【ミラン番記者】モントリーボが語る本田「僕はケイスケの生き方に感服している。移籍先に薦めるのは…」

2016年11月18日 マルコ・パソット

いまのところ変化の兆しはまったく見られない。

12節を終えてプレータイムはわずか80分間(先発1試合、途中出場2試合)。本田がミラン入団4年目にして最大の危機に瀕している。(C)Getty Images

 もし別れが避けられないものであっても、怒りや憎しみを残しながらすべきではない。紳士的に、プロフェッショナルらしくスマートに決別すべきである――。最近の本田圭佑の発言からは、そんな様子が伺える。
 
 11月のAマッチウィーク中には、「(夏に)願った移籍が叶わなかったから残留している。別にミランにしがみついているわけじゃない」と発言。

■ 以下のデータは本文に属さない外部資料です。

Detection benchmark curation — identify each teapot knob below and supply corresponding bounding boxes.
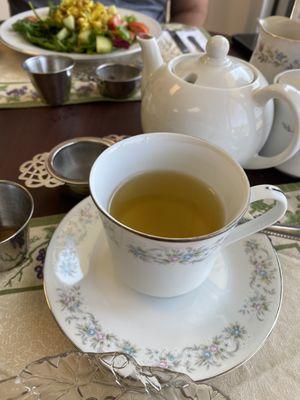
[206,35,229,62]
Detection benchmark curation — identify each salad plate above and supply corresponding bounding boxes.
[0,7,161,61]
[44,197,282,380]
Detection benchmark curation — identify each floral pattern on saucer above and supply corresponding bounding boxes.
[56,230,276,372]
[57,285,247,371]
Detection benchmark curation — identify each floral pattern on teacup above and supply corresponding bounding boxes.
[253,43,300,69]
[239,240,276,321]
[128,243,218,265]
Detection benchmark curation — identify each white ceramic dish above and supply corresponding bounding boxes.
[44,197,282,380]
[0,7,161,61]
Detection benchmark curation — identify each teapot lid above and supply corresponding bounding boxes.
[173,35,255,89]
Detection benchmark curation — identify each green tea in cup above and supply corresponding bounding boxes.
[109,171,225,238]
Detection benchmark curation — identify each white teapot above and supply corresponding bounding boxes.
[139,35,300,169]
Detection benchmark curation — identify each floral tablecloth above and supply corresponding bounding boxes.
[0,183,300,400]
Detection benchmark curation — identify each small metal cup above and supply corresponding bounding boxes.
[0,180,34,272]
[22,56,74,106]
[96,64,142,99]
[46,136,111,197]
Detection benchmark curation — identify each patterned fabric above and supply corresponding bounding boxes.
[0,183,300,400]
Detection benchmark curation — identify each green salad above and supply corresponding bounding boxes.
[13,0,149,54]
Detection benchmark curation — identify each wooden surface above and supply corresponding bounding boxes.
[0,43,297,216]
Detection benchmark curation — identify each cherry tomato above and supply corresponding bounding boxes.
[127,21,149,34]
[107,14,123,31]
[26,15,37,23]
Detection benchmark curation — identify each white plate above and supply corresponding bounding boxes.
[44,197,282,380]
[0,7,161,61]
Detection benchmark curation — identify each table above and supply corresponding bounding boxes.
[0,38,300,400]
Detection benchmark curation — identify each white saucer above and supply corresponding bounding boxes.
[44,197,282,380]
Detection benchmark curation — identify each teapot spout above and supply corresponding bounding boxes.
[137,34,164,91]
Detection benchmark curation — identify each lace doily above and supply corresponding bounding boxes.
[18,135,126,188]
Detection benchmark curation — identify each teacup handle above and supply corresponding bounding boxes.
[222,185,287,247]
[243,83,300,169]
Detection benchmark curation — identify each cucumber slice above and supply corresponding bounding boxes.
[56,28,69,40]
[78,29,91,43]
[96,36,113,53]
[63,15,75,31]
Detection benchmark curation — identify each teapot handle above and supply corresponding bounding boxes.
[243,83,300,169]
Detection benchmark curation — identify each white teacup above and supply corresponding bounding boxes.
[90,133,287,297]
[250,15,300,83]
[262,69,300,178]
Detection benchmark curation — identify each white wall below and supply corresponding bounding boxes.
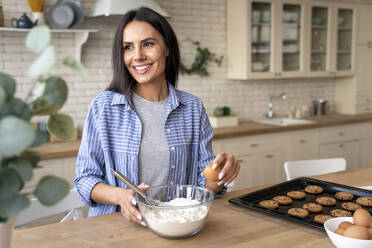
[0,0,372,126]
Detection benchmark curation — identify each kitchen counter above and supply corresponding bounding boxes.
[214,114,372,139]
[33,114,372,159]
[11,166,372,248]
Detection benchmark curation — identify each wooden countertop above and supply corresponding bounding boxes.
[33,114,372,159]
[214,114,372,139]
[11,166,372,248]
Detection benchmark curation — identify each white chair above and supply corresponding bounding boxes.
[14,188,84,229]
[284,158,346,181]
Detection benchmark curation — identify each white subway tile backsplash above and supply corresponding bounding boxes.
[0,0,352,126]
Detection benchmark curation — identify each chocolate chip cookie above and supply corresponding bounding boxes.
[356,197,372,207]
[287,190,306,200]
[305,185,323,194]
[335,192,354,201]
[259,200,279,209]
[331,209,353,217]
[341,202,362,212]
[288,208,309,218]
[316,196,336,206]
[302,203,323,213]
[273,195,293,205]
[314,214,333,224]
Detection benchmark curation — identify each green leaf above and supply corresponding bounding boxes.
[0,192,30,219]
[32,77,68,115]
[0,72,16,99]
[48,114,74,140]
[0,86,6,109]
[31,123,50,147]
[0,116,36,157]
[28,45,56,77]
[34,176,69,206]
[0,168,23,193]
[0,98,32,121]
[9,157,32,182]
[20,151,40,168]
[63,56,88,77]
[26,25,51,53]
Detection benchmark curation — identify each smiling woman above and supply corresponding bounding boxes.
[75,8,239,229]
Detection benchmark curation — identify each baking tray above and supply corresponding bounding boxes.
[229,177,372,229]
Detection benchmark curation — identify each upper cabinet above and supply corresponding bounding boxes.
[227,0,356,79]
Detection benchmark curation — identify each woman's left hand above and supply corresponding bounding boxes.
[212,152,240,186]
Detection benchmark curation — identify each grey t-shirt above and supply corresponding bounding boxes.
[132,92,169,190]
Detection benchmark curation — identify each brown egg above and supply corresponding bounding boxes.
[353,208,372,228]
[338,221,353,230]
[344,225,369,239]
[335,227,345,235]
[367,227,372,239]
[203,163,221,181]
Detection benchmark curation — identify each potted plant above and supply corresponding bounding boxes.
[0,26,85,247]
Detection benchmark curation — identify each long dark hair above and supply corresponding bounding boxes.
[107,7,180,94]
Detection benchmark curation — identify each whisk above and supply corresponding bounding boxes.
[27,0,45,12]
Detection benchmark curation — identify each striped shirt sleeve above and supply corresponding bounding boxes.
[75,102,104,206]
[198,101,227,197]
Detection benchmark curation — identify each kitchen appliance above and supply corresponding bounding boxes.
[10,13,38,28]
[313,99,327,116]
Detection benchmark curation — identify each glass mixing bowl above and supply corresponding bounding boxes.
[136,185,215,238]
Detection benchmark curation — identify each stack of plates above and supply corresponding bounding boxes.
[48,0,84,28]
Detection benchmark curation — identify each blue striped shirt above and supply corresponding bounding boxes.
[75,84,222,216]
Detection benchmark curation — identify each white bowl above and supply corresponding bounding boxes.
[324,217,372,248]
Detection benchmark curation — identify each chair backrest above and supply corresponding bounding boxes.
[284,158,346,181]
[15,188,84,229]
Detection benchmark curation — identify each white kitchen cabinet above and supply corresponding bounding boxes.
[227,0,306,79]
[227,0,357,79]
[319,125,361,169]
[359,138,372,167]
[359,122,372,166]
[335,5,372,114]
[284,129,319,161]
[319,141,359,169]
[308,1,357,76]
[22,157,76,193]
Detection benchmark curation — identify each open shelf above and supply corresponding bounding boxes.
[0,28,98,62]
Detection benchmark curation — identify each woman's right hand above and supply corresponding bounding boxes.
[119,182,150,226]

つまり、「自分はミランを出ていくことを望んだが、満足のいくオファーがなかったし、チーム側からもどうしても出ていけというプレッシャーもなかった」ということだろう。
 
 今夏の本田には複数の移籍話が浮上していたが、本人が退団希望を公にしたのは初。現行契約は来年6月で切れるが、早ければ冬、遅くとも夏にはミランを去っても不思議ではないコメントだ。
 
 一方、代理人を務める兄の本田弘幸氏の発言は少し温度が違う。「本田に対するミランのサポートは満足のいくもので、契約を更新することには何の異存もない」と彼は言う。年内一杯には正式決定が見込まれるオーナー交代も視野に入れ、ミランとの交渉を完全には切りたくないようだ。
 
 しかし、問題はそこではない。鍵を握るのは、指揮官のヴィンチェンツォ・モンテッラだ。「モンテッラと本田は対立関係にはない」と弘幸氏は説明する。そう、それは誰もが分かっている。
 
 そして、「予想を裏切る出来事が今後ありえるかもしれない」と彼は続けた。確かにその可能性は皆無だと誰にも言いきれない。ミランに来てからの本田は、いつもバックアッパーからレギュラーに這い上がってきた。
 
 しかし残念ながら、今のところ変化が起こりそうな兆しは見つけることができない。なぜなら――もうこのコラムで何度となく述べているが――本田をベンチに押しやってピッチでプレーしている選手たちのパフォーマンスが、本当に素晴らしいからだ。
 
 今シーズンのミランの基本システムである4-3-3で、本田がレギュラーの座を争うのは右ウイング。フィリッポ・インザーギ(現ヴェネツィア監督)やシニシャ・ミハイロビッチ(現トリノ監督)の時代と同じだ。
 
 しかしモンテッラは、今夏にジェノアからの武者修行を終えて帰還したスソをその主戦に抜擢。22歳のレフティーは、ここまで2ゴール・4アシストと期待に応える活躍を見せている。結果、本田はいまやベンチが定位置となり、スソを追い越す見通しはまったく立っていない。